The scenario presented in the opening paragraphs—that of a mining robot which wanders into a competitor firm’s area upon an asteroid—is unmapped territory, legally speaking. Ambiguity in legal rights is never a good thing, especially in the commercial context. Ambiguity represents a business risk that is difficult to quantify. A capital investment with incalculable risks is best avoided entirely. Certainty is preferable to uncertainty.

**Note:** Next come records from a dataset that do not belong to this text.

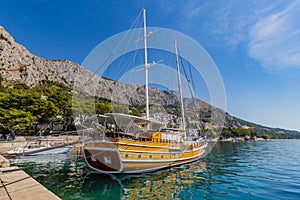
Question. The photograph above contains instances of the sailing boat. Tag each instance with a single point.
(149, 150)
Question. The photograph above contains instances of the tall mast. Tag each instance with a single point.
(146, 65)
(180, 89)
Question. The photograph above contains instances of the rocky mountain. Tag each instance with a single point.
(18, 65)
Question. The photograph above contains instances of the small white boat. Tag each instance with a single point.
(57, 150)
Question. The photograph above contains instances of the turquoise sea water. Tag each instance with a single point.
(250, 170)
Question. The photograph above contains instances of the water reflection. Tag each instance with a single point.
(167, 184)
(231, 170)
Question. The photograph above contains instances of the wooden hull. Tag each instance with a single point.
(129, 156)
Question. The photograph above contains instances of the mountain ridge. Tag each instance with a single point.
(18, 65)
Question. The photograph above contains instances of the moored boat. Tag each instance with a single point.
(142, 144)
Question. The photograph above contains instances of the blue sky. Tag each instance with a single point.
(254, 43)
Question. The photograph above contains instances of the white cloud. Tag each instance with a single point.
(274, 40)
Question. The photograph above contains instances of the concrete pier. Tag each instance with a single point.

The law should anticipate asteroid mining conflicts before they arise. One possible solution is strict liability for the acts of autonomous robots. Strict liability would impose legal responsibility without a showing of any wrongful act or spite, or even negligence. It’s a convenient solution because strict liability is already a recognized legal doctrine; it imposes liability without fault in the context, for example, of extremely dangerous activities like storing dynamite. When the shack of dynamite goes off, causing injury to a neighbor, liability can be imposed without having to prove fault. But robots are not inherently dangerous, and imposing strict liability for any act of a robot that causes harm is overbroad, and just as likely to stifle investment in extraterrestrial commercial ventures as uncertainty.

Endnotes

  1. Treaty on Principles Governing the Activities of States in the Exploration and Use of Outer Space, Including the Moon and Other Celestial Bodies, art. I, Jan. 27, 1967, 18 U.S.T. 2410, 610 U.N.T.S. 205 (commonly called the OST or Outer Space Treaty).
  2. E.g., Daniel H. Deudney, “High Impacts: Asteroidal Utilization, Collision Avoidance, and the Outer Space Regime”, in Space Policy in the Twenty-First Century 147, 161 (W. Henry Lambright, ed., 2003) (noting: “Overall, outer space is governed communally” and with communal arrangements, “property is frequently subject to depletion, crowding, and collision.”).
  3. US Commercial Space Launch Competitiveness Act (also known as the SPACE Act), Pub L. 114-90. 129 Stat. 704 § 101 (2015). Chapter 513 of the Act purports to grant private property rights to extracted outer space resources for those who comply with the Act. 51 U.S.C. § 51303.
  4. See Black Hills Institute of Geological Research v. South Dakota School of Mines and Technology, 12 F.3d 737 (8th Cir. 1993) (holding that the Tyrannosaurus rex fossil known as “Sue” was real estate when it was discovered partially exposed on the ground).
  5. Keeble v. Hickeringill (1707) 11 East 574; 103 ER 1127.
  6. John Danaher, “Robots, Law and the Retribution Gap,” 18 Ethics and Information Technology 299 (2016).
  7. See Robert Sparrow, “Killer Robots,” 24 Journal of Applied Philosophy 62 (2007) (considering blameworthiness when an autonomous weapon system commits a war atrocity).